9. In-Text Illustration
‘Fleurs’ from a Larousse encyclopaedia, (1930s). An affordable and decorative print available at Collins & Green Art.
Book illustrations are a popular form of printing where we do not always appreciate or understand the variety of methods used. Books such as reference books and vintage encyclopaedias used nearly every type of printing including intaglio (etching into a printing plate), relief (when a block is in contact with paper), and planographic (printing from a flat surface). Before the invention of photography, expert illustrators were employed and often still are to capture the minute details needed to identify flora and fauna. Botanical plates in particular are much prized as decorative and affordable art for the home by interior designers and home owners alike.

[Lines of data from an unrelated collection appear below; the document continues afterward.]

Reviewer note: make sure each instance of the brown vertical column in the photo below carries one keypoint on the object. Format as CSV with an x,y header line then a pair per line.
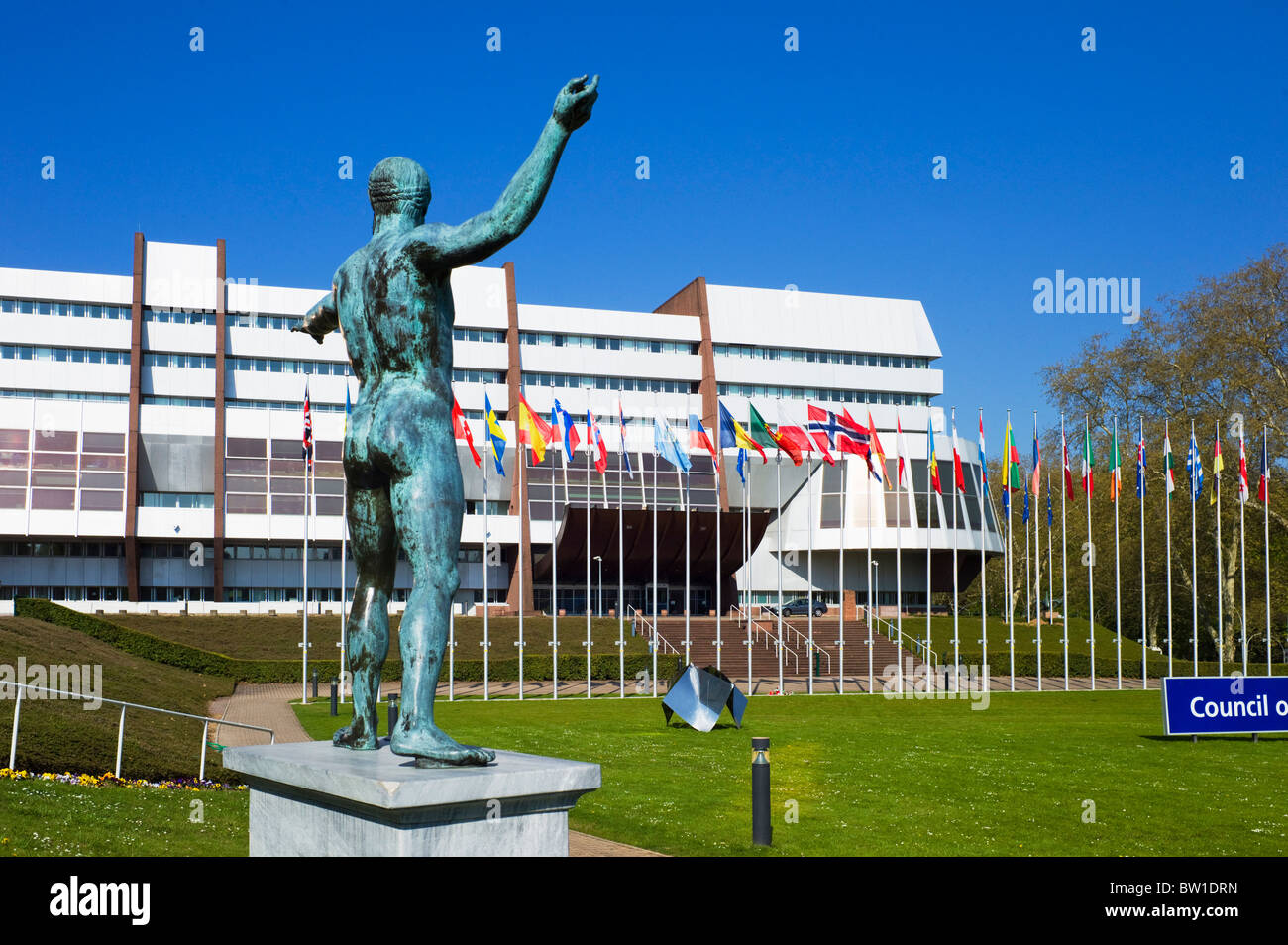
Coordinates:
x,y
692,300
220,426
132,443
519,485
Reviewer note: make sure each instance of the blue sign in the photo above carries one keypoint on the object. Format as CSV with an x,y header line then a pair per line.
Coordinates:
x,y
1225,704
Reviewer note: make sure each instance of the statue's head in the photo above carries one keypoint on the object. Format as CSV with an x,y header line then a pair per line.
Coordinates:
x,y
398,187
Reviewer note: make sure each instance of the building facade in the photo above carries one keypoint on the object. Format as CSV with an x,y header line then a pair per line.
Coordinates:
x,y
151,438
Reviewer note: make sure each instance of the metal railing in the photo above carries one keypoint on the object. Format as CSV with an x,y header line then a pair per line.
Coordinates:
x,y
915,647
120,729
636,614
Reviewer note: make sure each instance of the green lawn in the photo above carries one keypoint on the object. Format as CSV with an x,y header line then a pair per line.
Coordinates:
x,y
63,735
51,819
870,776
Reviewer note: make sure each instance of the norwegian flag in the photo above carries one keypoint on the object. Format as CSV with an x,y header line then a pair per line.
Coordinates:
x,y
1243,472
308,426
1263,485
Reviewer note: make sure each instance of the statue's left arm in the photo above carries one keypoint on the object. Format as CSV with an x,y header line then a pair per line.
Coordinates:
x,y
481,236
321,319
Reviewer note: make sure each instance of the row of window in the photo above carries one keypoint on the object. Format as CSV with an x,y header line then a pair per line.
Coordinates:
x,y
824,394
62,550
493,335
604,343
810,356
75,356
584,381
27,306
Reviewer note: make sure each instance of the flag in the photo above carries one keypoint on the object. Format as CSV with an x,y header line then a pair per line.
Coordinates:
x,y
761,433
462,432
1116,469
733,435
1140,467
983,456
958,475
533,430
494,434
593,438
1068,472
1168,464
1263,484
1089,464
626,454
308,426
1194,467
669,447
849,435
1037,465
1010,461
562,421
1243,472
934,460
1218,467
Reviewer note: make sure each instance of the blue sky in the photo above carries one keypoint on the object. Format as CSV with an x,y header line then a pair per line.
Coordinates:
x,y
768,167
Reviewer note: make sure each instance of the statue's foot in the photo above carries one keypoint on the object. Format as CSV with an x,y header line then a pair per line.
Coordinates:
x,y
357,735
432,747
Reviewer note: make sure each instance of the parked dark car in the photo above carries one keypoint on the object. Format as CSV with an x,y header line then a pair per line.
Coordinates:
x,y
800,608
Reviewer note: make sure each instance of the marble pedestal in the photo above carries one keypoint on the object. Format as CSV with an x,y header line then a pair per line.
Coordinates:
x,y
310,798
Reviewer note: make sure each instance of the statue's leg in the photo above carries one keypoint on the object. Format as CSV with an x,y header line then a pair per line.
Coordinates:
x,y
375,551
428,510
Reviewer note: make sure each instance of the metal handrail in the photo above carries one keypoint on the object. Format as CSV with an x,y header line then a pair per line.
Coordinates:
x,y
914,645
120,730
652,627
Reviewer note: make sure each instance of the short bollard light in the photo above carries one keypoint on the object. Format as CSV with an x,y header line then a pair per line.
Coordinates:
x,y
761,828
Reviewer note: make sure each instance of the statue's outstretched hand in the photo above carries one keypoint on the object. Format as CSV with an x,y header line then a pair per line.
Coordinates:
x,y
576,99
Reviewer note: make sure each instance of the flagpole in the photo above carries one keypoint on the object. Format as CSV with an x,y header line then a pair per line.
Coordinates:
x,y
590,446
1265,472
487,455
957,498
983,584
1010,579
1037,544
1220,570
621,579
1168,485
520,460
1144,628
1064,546
1243,549
840,579
1196,467
1087,484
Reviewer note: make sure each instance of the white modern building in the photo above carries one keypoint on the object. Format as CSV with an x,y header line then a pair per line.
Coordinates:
x,y
151,441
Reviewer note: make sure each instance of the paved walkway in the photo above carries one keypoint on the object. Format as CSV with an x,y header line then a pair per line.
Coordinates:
x,y
268,705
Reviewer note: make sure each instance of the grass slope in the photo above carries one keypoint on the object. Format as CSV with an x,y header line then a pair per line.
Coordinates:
x,y
870,776
60,735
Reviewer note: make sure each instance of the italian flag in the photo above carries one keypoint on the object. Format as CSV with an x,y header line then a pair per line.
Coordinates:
x,y
1168,464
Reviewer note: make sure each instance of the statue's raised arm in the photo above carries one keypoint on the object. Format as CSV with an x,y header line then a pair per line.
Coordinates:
x,y
481,236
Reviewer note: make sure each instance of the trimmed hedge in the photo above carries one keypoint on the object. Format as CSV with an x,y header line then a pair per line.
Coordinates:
x,y
572,666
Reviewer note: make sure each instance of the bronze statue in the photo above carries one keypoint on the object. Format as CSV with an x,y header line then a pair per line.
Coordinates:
x,y
393,301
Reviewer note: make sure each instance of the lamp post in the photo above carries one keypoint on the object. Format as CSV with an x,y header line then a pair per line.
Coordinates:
x,y
600,559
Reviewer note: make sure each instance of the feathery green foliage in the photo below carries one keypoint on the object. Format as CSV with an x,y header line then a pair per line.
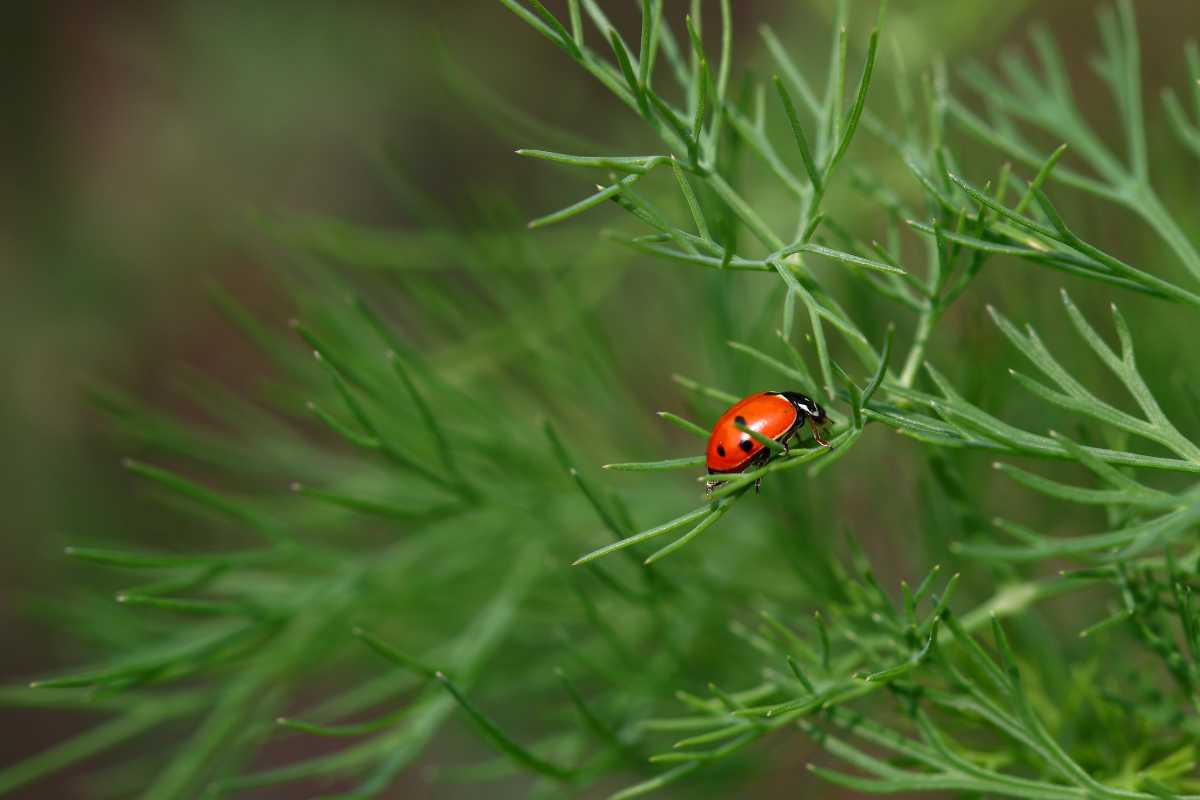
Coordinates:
x,y
447,554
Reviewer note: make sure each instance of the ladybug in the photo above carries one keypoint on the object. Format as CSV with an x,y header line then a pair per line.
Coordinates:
x,y
777,415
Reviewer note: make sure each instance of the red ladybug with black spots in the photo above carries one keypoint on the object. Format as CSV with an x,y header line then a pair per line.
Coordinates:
x,y
775,415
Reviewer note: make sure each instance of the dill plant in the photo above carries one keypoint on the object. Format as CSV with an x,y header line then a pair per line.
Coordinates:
x,y
423,560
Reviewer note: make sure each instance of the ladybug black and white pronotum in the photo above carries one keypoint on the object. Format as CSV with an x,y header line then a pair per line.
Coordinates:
x,y
775,415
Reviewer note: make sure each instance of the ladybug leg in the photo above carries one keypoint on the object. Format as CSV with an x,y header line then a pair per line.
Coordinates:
x,y
816,434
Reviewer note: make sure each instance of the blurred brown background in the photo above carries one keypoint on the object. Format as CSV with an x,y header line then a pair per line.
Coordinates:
x,y
139,139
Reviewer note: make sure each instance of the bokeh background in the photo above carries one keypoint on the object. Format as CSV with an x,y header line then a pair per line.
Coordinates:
x,y
143,143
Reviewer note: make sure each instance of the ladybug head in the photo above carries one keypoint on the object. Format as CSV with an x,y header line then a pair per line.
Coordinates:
x,y
805,404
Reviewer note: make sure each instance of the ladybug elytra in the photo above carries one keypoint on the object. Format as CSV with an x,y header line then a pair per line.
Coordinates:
x,y
775,415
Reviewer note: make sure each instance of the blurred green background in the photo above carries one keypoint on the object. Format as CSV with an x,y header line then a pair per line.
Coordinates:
x,y
142,143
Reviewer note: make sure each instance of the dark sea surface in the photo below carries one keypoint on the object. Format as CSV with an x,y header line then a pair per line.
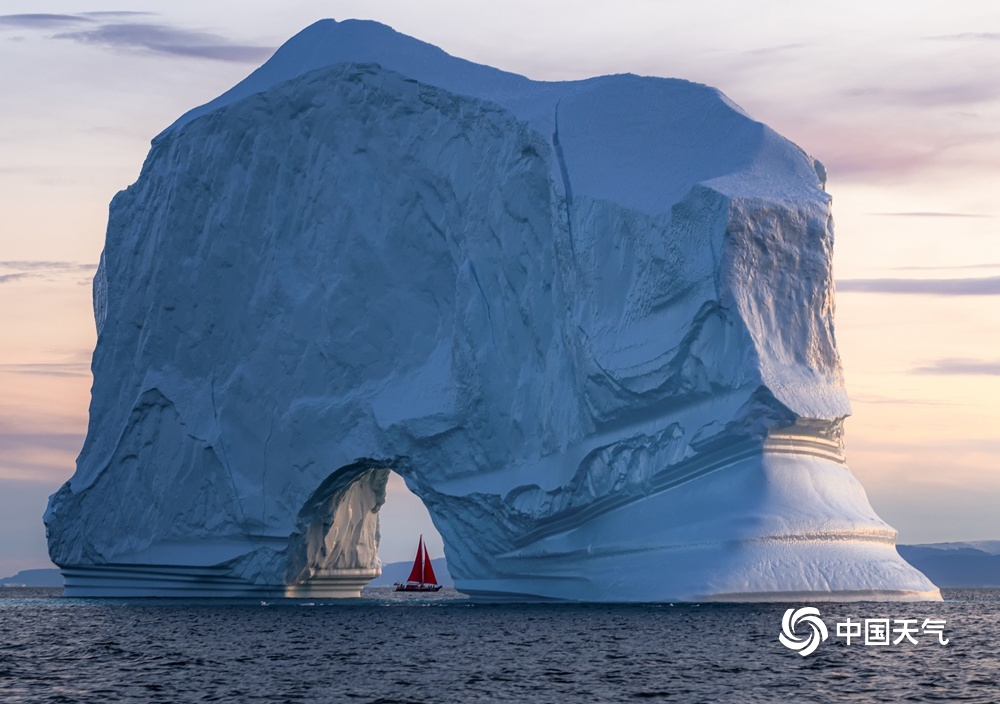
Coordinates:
x,y
442,648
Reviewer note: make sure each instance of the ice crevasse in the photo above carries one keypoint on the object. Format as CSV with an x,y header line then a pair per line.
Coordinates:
x,y
590,323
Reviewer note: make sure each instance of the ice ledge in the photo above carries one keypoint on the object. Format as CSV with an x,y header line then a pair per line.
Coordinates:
x,y
117,580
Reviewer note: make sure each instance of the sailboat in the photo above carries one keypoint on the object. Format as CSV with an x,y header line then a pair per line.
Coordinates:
x,y
421,577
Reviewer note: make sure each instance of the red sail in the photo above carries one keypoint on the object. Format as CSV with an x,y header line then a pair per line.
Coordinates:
x,y
418,564
429,577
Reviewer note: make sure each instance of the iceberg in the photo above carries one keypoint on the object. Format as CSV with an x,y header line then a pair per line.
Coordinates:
x,y
590,323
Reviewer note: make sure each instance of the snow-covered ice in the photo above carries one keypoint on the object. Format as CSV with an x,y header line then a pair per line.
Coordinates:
x,y
590,323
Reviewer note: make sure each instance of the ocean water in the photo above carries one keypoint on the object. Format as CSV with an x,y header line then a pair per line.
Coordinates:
x,y
443,648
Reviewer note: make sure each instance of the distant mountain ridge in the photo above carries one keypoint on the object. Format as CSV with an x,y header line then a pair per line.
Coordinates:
x,y
955,565
34,578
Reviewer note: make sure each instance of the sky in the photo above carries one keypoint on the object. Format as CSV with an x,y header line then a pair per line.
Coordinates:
x,y
900,99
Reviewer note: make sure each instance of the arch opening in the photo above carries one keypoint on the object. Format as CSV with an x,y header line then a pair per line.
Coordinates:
x,y
335,549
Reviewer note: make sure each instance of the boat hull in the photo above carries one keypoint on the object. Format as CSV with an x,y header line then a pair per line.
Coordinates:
x,y
417,587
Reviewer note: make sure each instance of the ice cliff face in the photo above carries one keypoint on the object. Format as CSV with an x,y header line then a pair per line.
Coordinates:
x,y
590,323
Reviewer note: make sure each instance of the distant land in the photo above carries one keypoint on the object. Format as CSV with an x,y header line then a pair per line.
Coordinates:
x,y
949,565
34,578
975,564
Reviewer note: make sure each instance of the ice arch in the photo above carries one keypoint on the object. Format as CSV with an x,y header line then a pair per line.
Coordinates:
x,y
590,323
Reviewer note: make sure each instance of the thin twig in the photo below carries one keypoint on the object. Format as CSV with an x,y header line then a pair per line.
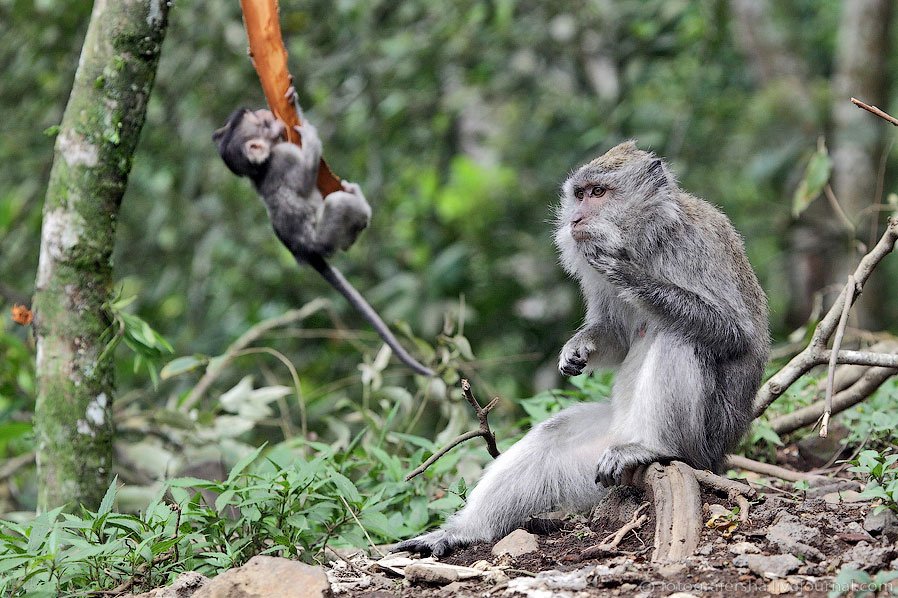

‘The Barefooted Child’, c.1896, by Mary Cassatt
A descendent of etching, aquatint prints focus on tone rather than line to create an atmospheric effect. This method uses acid to erode the surface of the copper or zinc plate. The plate is then put through a printing press to transfer the ink onto a piece of paper. Often, aquatint is used in conjunction with etching to create definite outlines. Typically used in the late 18th and early 19th centuries, aquatint was the preferred printing method of famous artists such as Francisco Goya and Mary Cassatt.
The artistic merit of prints is often undervalue owing to the misconception that they involve less artistic skill than ‘original’ paintings. Hopefully, this has unravelled some of these thoughts by showing you how different printing methods produce original, detailed, and captivating artworks. I hope I have given you a better understanding of these different processes and you now see the skill that goes into these artworks.